More than 450 Kappa Kappa Gamma Sorority sisters filed an argument this week backing six of their sisters in their appeal against the sorority over its induction of a transgender member at the University of Wyoming chapter.
Nonprofit feminist organization Women’s Liberation Front filed its own argument in support of the women on Monday as well.
Both amicus briefs urge the 10th Circuit Court of Appeals to reverse a U.S. District Court for Wyoming ruling in which Judge Alan B. Johnson dismissed the women’s lawsuit and said the sorority can define the terms in its own governing documents.
While the governing documents of KKG specify that only women are to be inducted, group leaders dispatched a statement in recent years saying the term now includes people who identify as women.
The 450 sisters argued in their brief that this was not enough: KKG should go through its official process to change its governing documents if it wishes to expand membership to males.
“(We) believe that KKG’s failure to abide by its own bylaws, coupled with the trial court’s backhanded dismissal of the complaint in this case, is a severe blow to women’s rights,” the sisters’ brief says, adding that the women have come together and funded the brief’s submission with their own individual donations.
Breach Of Contract
The 450 sisters come from across the U.S. Their initiations span 79 years, and they come from numerous schools, including Cornell and Stanford, the brief says.
The women assert that political tension surrounding the transgender issue has complicated what would otherwise be a simple breach-of-contract case.
The brief offers the hypothetical of a homeowner who contracts a painter to paint his home white.
“But the painter ‘expands’ his definition of white to include black,” says the brief. “Such a unilateral refashioning of the term to include its opposite is no reinterpretation at all but … a plain-as-day breach of the contract.”

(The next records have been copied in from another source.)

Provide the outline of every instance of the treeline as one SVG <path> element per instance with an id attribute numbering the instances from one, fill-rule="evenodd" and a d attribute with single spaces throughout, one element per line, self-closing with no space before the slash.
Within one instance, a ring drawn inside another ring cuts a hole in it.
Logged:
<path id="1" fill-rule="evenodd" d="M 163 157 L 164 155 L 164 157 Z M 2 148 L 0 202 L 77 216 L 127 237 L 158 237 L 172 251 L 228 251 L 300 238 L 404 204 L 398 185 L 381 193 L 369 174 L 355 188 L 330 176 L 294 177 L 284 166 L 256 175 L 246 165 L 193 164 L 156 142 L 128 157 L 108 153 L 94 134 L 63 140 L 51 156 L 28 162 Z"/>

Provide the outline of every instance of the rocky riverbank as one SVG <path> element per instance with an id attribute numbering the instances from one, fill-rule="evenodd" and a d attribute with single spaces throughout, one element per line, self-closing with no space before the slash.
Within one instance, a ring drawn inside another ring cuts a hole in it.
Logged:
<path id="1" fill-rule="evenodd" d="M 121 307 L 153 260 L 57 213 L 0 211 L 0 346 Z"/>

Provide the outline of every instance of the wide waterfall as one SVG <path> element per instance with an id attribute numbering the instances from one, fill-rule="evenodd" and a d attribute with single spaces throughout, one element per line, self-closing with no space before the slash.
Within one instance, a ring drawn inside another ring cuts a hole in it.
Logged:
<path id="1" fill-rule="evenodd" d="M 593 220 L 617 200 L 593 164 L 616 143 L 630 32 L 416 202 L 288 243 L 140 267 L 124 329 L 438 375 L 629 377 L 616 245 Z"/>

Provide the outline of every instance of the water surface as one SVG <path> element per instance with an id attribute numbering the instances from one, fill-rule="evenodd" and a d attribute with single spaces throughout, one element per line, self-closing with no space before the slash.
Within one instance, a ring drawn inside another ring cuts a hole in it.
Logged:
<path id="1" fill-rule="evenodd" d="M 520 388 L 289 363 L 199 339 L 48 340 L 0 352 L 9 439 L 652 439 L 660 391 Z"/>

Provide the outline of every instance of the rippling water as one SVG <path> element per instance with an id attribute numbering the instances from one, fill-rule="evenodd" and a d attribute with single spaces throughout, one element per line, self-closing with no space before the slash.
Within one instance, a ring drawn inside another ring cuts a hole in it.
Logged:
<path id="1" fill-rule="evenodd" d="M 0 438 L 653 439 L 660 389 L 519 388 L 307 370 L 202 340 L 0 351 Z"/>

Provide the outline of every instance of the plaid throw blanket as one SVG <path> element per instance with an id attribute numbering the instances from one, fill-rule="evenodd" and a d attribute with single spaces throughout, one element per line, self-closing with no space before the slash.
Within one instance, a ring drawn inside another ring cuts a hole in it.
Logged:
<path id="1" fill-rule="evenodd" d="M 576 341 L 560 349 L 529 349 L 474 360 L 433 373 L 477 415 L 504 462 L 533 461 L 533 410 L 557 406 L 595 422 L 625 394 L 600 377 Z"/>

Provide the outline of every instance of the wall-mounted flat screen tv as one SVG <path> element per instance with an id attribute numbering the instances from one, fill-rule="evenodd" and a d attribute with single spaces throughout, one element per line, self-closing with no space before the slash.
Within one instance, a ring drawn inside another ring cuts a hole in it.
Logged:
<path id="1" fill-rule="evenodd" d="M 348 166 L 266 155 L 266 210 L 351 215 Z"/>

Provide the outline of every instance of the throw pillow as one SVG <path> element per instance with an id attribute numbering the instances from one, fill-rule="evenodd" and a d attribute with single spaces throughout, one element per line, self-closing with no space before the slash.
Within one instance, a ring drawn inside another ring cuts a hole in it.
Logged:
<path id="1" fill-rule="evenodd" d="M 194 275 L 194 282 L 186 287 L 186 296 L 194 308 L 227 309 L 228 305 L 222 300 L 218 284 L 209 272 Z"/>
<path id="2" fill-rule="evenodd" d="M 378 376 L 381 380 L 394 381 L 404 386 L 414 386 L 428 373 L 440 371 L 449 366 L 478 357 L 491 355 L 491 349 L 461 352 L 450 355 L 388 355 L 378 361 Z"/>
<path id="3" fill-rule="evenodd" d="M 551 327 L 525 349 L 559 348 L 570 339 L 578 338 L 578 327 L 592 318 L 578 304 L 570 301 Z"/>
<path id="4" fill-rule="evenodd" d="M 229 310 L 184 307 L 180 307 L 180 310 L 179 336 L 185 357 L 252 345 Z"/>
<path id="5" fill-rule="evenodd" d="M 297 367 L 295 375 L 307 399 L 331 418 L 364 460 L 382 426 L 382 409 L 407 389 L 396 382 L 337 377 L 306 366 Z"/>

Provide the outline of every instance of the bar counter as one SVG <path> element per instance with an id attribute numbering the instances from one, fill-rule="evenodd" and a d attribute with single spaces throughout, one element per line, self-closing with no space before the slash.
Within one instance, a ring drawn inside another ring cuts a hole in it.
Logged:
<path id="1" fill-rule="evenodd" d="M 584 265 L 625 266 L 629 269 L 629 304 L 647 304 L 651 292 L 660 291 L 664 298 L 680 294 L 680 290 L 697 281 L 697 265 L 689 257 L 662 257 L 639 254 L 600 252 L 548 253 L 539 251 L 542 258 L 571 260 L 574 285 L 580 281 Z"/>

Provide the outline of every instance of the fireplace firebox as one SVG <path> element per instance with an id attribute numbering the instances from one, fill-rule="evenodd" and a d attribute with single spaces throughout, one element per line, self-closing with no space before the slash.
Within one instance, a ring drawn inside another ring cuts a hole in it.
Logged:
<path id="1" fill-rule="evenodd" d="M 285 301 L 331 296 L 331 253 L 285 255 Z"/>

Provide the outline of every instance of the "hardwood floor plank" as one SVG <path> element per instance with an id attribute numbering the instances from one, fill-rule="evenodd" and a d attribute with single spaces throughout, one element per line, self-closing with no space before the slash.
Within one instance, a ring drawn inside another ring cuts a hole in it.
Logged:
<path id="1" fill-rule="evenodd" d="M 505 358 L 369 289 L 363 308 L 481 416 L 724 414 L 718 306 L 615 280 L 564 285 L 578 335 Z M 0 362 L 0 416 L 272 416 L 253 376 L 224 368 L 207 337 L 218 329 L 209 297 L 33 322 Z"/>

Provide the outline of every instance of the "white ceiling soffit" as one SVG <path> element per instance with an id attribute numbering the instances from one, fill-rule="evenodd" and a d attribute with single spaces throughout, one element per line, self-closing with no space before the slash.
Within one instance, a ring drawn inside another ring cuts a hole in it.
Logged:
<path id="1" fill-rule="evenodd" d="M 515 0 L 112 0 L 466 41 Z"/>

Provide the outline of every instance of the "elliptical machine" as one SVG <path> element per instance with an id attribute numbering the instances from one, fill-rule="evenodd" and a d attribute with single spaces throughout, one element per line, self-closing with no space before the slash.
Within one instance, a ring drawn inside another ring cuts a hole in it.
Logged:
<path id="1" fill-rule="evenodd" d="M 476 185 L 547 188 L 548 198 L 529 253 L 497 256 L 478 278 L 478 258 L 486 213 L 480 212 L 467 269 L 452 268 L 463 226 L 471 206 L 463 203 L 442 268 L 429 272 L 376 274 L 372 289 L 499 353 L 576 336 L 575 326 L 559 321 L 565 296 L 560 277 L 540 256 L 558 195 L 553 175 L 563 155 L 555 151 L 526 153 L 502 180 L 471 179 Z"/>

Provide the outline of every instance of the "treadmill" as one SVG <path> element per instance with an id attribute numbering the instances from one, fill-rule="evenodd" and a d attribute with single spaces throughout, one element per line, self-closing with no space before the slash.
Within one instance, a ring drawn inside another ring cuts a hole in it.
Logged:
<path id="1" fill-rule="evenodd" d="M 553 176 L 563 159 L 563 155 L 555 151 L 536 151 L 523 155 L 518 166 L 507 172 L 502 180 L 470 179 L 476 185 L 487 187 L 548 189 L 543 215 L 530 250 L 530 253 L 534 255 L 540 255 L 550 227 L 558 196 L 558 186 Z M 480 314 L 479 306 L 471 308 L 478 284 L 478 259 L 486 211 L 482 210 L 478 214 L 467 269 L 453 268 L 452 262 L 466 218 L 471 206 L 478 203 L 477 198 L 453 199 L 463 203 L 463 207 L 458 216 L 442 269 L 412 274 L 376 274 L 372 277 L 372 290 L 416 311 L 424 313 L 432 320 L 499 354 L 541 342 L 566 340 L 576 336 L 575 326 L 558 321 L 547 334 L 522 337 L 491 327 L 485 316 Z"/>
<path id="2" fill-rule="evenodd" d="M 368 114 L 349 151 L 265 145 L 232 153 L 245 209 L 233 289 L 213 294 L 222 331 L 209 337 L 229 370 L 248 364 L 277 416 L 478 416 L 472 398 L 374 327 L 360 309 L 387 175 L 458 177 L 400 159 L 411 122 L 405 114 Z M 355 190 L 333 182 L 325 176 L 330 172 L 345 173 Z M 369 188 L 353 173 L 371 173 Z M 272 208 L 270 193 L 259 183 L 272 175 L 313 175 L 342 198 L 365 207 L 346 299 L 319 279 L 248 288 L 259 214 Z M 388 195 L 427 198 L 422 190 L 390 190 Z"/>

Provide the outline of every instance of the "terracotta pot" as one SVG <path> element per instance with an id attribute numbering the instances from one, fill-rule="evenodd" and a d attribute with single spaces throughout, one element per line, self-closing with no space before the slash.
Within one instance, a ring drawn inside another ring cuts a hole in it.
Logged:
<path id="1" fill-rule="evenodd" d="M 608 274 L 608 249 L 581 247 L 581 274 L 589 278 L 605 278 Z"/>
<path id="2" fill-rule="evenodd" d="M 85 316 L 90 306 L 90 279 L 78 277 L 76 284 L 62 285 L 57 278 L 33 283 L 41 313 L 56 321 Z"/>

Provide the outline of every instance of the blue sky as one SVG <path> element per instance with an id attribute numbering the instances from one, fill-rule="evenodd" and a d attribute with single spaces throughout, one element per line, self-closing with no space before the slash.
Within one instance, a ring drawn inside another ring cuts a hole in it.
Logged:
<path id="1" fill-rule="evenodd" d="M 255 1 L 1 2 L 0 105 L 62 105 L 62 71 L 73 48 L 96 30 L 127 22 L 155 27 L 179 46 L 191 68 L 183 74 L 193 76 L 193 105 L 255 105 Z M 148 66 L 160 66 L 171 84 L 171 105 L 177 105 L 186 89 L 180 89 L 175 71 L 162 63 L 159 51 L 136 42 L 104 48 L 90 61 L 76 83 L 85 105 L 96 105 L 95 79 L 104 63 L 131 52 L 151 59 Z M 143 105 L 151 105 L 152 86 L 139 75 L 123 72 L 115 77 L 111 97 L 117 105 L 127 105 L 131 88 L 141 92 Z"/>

The sisters claim KKG has disenfranchised sorority members who did not participate in the organization’s expansion of the word “woman.”
‘Radical’ Feminists
The Women’s Liberation Front describes itself as a “radical” feminist group.
Its brief stresses the importance of women’s right to vote and touches on the fights for contraceptives, abortion access and laws against marital rape.
The group’s brief says inducting males into sororities endangers women.
“Nearly all murders, assaults and rapes against women are committed by men,” says the brief. “Since men are, on average, much stronger and larger than women, women lack the capacity to meaningfully defend themselves in close quarters when threatened.”
Other kinds of sex-driven violence generally perpetrated against women are less overt, such as voyeurism and stalking, the brief says.
The brief lists instances of transgender women exposing themselves to women and girls.
“We do not have female-only spaces because all men do these things – but rather because some men do,” the brief says. “Kappa cannot suddenly compel its all-female membership to pretend that being a woman means nothing at all.”